Poundland, however, sees no infringement of the trademark rights of Toblerone by its new chocolate bar. They claim that the in 1997 as a EU Trademark registered triangular prism shape of the Toblerone bar lost it’s distinctiveness because of the launch of the new version last year. Toblerone would have “irretrievably abandoned” the reputation and the unique recognizability of the chocolate bar by changing the design and enlarging the gaps between the chunks.
In addition, Poundland states that the double humped shape, the soft packaging and the distinguishable name would allow a clear distinction between the original and the “copycat” version for informed customers. Even the taste is somewhat more British than the Swiss original. Poundland has already successfully registered the shape of the bar as UK-registered design protection.

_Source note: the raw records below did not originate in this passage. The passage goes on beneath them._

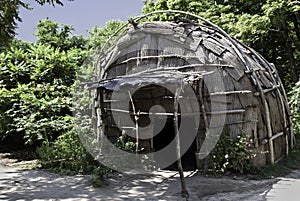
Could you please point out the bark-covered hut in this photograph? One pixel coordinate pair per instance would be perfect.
(233, 86)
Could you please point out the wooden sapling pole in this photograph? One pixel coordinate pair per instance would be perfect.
(205, 120)
(136, 118)
(184, 191)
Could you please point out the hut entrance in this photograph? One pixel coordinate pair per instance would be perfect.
(161, 122)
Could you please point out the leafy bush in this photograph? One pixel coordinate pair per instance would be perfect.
(36, 88)
(67, 155)
(231, 155)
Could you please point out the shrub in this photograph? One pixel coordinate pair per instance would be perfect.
(67, 155)
(231, 155)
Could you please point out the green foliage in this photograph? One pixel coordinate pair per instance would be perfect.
(294, 102)
(9, 17)
(271, 27)
(99, 35)
(231, 155)
(67, 155)
(36, 87)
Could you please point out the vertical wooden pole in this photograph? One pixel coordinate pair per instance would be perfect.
(184, 191)
(136, 118)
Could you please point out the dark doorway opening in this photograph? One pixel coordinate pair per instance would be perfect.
(167, 134)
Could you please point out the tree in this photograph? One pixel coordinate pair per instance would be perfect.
(9, 16)
(272, 27)
(36, 85)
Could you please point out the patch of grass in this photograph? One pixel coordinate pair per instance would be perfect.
(27, 165)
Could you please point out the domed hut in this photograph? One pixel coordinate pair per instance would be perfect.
(189, 73)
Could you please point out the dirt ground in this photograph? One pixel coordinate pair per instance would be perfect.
(20, 184)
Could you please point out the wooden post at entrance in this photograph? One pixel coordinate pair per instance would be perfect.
(184, 191)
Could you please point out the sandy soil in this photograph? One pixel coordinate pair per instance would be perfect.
(20, 184)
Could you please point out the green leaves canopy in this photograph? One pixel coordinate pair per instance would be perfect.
(272, 27)
(9, 16)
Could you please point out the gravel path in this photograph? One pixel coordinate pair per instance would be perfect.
(19, 184)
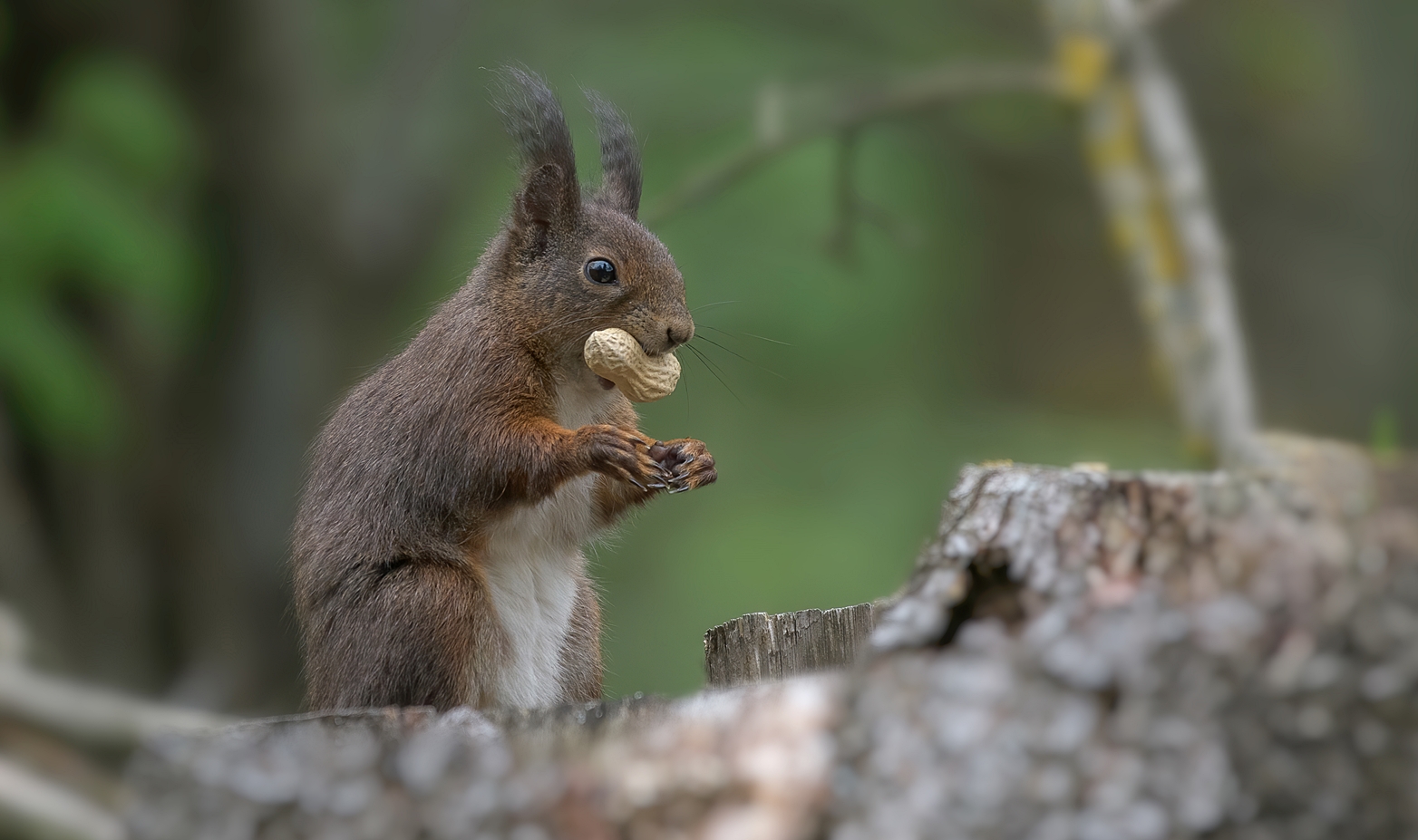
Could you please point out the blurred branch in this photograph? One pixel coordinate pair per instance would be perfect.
(907, 95)
(91, 714)
(1148, 166)
(33, 806)
(1151, 12)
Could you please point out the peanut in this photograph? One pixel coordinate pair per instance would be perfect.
(618, 357)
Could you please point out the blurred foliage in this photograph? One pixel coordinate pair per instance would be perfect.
(972, 311)
(95, 237)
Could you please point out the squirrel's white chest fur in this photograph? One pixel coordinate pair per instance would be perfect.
(533, 565)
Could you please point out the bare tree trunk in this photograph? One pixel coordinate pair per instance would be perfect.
(1148, 166)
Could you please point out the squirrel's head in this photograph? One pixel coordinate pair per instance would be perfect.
(578, 262)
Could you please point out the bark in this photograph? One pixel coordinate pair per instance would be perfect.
(1078, 653)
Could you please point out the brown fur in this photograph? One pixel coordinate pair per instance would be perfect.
(460, 430)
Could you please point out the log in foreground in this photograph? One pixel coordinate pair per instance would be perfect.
(1076, 654)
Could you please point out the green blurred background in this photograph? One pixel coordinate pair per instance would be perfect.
(216, 217)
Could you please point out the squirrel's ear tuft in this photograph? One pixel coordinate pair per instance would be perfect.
(549, 196)
(620, 158)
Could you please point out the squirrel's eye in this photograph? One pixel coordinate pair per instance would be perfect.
(600, 271)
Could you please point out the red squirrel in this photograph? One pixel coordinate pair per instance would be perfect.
(437, 547)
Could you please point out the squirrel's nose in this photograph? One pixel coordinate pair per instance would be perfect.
(679, 333)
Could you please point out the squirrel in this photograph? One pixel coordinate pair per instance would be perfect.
(437, 548)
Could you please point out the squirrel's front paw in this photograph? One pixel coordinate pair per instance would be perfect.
(686, 462)
(621, 454)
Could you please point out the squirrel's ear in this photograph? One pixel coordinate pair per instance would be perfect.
(549, 196)
(620, 158)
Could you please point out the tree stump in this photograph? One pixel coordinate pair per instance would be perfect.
(1076, 654)
(761, 646)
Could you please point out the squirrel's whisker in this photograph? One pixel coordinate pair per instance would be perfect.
(741, 334)
(708, 304)
(743, 357)
(709, 366)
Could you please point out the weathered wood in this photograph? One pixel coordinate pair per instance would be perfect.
(761, 646)
(1078, 653)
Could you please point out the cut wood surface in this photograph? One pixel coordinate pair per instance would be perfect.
(1076, 654)
(761, 646)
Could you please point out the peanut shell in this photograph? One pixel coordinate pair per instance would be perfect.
(617, 356)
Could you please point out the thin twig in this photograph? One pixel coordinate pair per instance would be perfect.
(91, 714)
(42, 807)
(907, 95)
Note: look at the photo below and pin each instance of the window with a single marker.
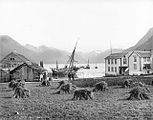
(115, 61)
(12, 59)
(124, 60)
(148, 59)
(135, 58)
(108, 69)
(115, 69)
(135, 66)
(112, 69)
(108, 61)
(111, 61)
(144, 59)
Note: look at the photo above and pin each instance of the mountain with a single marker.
(145, 43)
(49, 55)
(7, 45)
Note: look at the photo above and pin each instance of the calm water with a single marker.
(84, 73)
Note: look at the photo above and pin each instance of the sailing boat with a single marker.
(69, 66)
(87, 67)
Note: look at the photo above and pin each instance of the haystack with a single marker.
(21, 92)
(138, 93)
(127, 83)
(102, 86)
(45, 83)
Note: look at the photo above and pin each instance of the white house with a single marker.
(139, 62)
(116, 64)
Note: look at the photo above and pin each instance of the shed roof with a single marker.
(32, 66)
(22, 57)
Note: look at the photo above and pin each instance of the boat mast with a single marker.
(56, 64)
(71, 59)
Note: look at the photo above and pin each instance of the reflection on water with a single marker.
(84, 73)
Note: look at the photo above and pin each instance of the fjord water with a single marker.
(84, 73)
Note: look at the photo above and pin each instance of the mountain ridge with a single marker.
(48, 54)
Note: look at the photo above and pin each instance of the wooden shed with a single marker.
(4, 76)
(27, 72)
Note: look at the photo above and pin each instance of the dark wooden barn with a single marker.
(27, 72)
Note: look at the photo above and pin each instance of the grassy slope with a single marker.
(43, 104)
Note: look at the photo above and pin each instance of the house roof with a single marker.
(23, 58)
(32, 66)
(116, 55)
(142, 53)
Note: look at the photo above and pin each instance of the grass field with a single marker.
(44, 105)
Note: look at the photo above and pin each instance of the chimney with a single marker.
(151, 58)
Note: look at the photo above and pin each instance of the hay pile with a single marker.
(19, 89)
(45, 83)
(102, 86)
(127, 83)
(138, 93)
(66, 88)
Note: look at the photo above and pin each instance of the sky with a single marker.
(95, 24)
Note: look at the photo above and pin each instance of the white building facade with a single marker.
(116, 64)
(131, 63)
(139, 62)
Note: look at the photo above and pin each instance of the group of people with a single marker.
(44, 76)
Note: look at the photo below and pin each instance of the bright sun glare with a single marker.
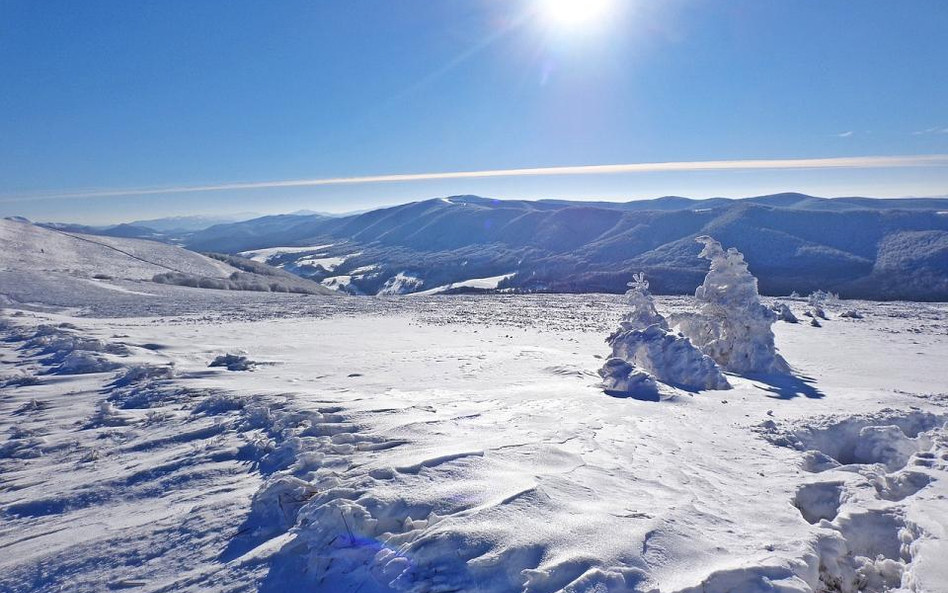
(574, 13)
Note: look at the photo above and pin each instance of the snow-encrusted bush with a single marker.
(733, 327)
(644, 349)
(784, 313)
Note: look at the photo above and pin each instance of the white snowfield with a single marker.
(263, 255)
(460, 444)
(477, 283)
(26, 247)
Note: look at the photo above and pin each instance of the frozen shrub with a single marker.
(620, 377)
(733, 327)
(642, 312)
(644, 349)
(784, 313)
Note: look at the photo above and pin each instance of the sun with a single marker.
(573, 14)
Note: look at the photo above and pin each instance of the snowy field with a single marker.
(441, 444)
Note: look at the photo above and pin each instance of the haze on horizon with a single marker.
(115, 112)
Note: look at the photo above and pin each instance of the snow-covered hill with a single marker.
(886, 249)
(49, 266)
(28, 247)
(467, 449)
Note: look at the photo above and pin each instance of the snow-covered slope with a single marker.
(27, 247)
(464, 444)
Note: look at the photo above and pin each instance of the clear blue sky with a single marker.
(110, 95)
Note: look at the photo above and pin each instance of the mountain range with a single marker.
(858, 247)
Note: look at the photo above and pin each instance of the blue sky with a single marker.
(101, 96)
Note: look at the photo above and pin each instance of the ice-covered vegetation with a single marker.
(733, 327)
(644, 349)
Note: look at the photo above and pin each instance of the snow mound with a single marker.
(233, 362)
(644, 349)
(400, 283)
(733, 327)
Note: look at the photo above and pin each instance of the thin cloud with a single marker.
(863, 162)
(935, 130)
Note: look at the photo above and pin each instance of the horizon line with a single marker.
(863, 162)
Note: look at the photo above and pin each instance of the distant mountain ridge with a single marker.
(859, 247)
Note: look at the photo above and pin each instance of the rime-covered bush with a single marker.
(784, 313)
(645, 350)
(733, 327)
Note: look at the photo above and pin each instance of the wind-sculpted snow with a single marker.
(471, 449)
(644, 349)
(733, 327)
(24, 246)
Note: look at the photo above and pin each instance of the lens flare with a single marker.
(573, 13)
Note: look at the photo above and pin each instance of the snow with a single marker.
(401, 283)
(337, 282)
(24, 246)
(264, 255)
(490, 283)
(733, 327)
(457, 443)
(644, 349)
(327, 263)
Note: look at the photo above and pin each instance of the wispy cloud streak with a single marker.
(863, 162)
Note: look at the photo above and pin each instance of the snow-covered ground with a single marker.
(456, 444)
(476, 283)
(263, 255)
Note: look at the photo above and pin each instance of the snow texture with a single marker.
(456, 444)
(733, 327)
(644, 349)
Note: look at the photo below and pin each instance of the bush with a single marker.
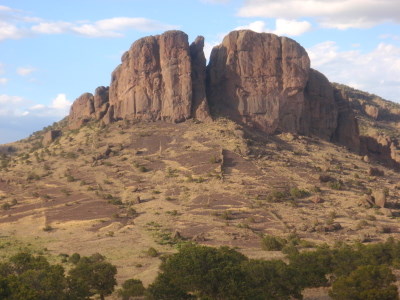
(131, 288)
(366, 282)
(200, 272)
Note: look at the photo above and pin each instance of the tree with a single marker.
(366, 283)
(131, 288)
(202, 271)
(92, 275)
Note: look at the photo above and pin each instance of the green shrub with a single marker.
(366, 282)
(152, 252)
(131, 288)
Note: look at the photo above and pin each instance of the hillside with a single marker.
(126, 172)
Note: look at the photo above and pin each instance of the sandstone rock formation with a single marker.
(382, 148)
(50, 136)
(87, 107)
(154, 80)
(200, 109)
(265, 81)
(258, 79)
(320, 114)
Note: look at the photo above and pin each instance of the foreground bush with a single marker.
(223, 273)
(28, 277)
(366, 283)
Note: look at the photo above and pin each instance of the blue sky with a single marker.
(53, 51)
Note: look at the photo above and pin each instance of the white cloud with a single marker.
(10, 31)
(340, 14)
(25, 71)
(51, 27)
(257, 26)
(291, 27)
(282, 27)
(61, 102)
(376, 72)
(215, 1)
(16, 25)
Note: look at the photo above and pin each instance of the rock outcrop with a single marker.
(320, 115)
(257, 79)
(265, 81)
(88, 106)
(154, 80)
(382, 148)
(50, 136)
(200, 108)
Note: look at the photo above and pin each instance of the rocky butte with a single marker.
(258, 79)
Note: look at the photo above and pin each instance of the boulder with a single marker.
(347, 132)
(50, 136)
(379, 198)
(371, 111)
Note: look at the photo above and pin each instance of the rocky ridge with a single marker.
(257, 79)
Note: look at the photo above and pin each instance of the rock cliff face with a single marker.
(154, 81)
(258, 79)
(265, 81)
(87, 107)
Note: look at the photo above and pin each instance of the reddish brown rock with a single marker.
(347, 132)
(372, 111)
(382, 148)
(258, 79)
(154, 79)
(200, 109)
(265, 81)
(379, 198)
(320, 112)
(81, 110)
(88, 107)
(50, 136)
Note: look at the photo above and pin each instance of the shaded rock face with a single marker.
(347, 131)
(87, 107)
(382, 148)
(154, 81)
(320, 114)
(200, 109)
(258, 79)
(265, 81)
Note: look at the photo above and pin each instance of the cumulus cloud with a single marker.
(340, 14)
(215, 1)
(19, 117)
(282, 27)
(25, 71)
(15, 25)
(376, 72)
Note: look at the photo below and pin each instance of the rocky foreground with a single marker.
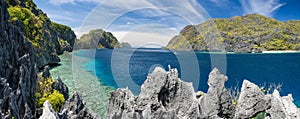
(164, 96)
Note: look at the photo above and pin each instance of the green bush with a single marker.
(32, 24)
(55, 98)
(46, 92)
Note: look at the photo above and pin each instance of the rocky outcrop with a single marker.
(48, 112)
(164, 95)
(97, 39)
(251, 101)
(75, 108)
(249, 33)
(217, 102)
(17, 70)
(48, 39)
(282, 107)
(61, 88)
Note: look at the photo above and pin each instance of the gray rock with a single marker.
(17, 69)
(46, 72)
(282, 107)
(298, 113)
(75, 108)
(251, 101)
(290, 107)
(163, 95)
(48, 112)
(61, 87)
(121, 98)
(28, 113)
(217, 102)
(277, 110)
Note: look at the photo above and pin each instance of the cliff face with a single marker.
(17, 70)
(250, 33)
(164, 96)
(49, 39)
(97, 39)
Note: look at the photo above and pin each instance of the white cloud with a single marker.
(220, 2)
(108, 12)
(263, 7)
(59, 2)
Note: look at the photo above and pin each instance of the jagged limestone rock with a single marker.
(217, 102)
(48, 112)
(164, 95)
(251, 101)
(75, 108)
(61, 88)
(282, 107)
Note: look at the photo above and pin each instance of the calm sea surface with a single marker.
(129, 67)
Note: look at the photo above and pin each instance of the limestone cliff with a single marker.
(249, 33)
(164, 96)
(48, 38)
(97, 39)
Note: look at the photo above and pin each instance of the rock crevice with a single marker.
(164, 95)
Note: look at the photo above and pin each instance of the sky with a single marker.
(153, 22)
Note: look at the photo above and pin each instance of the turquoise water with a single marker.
(129, 68)
(76, 74)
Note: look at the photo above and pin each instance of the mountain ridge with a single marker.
(249, 33)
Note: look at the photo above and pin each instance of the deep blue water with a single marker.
(133, 65)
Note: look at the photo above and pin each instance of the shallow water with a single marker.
(90, 72)
(129, 68)
(75, 74)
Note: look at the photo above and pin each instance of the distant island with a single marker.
(249, 33)
(99, 39)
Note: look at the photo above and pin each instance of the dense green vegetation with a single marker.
(46, 92)
(31, 23)
(97, 39)
(47, 37)
(250, 33)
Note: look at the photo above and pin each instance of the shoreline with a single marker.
(198, 51)
(77, 77)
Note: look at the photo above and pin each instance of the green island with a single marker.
(249, 33)
(99, 39)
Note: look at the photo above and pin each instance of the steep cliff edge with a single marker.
(19, 63)
(97, 39)
(164, 96)
(48, 38)
(249, 33)
(17, 70)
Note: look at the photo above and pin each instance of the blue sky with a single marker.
(142, 22)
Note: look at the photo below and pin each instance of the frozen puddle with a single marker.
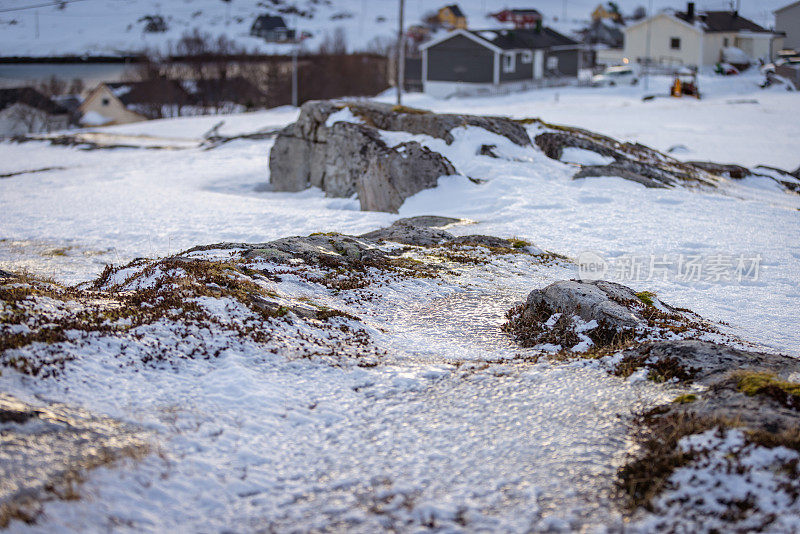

Not the first “chocolate war” for Mondelēz
Trademarks are used to distinguish their goods and services from others. And the more continuous a trademark is being used, the stronger their protection should be. The variation of the bar by Toblerone brings, in this respect, Poundland of course useful arguments.
We have already reported about a similar case involving Mondelēz. At that time, Mondelēz filed a protest against the registration of KitKat’s iconic four-finger chocolate bar as Trademark – and won. The reasoning of the judges stated that the chocolate bar is not visible through the packaging. And as a result, Nestlé could not prove the distinctive character of its chocolate bar.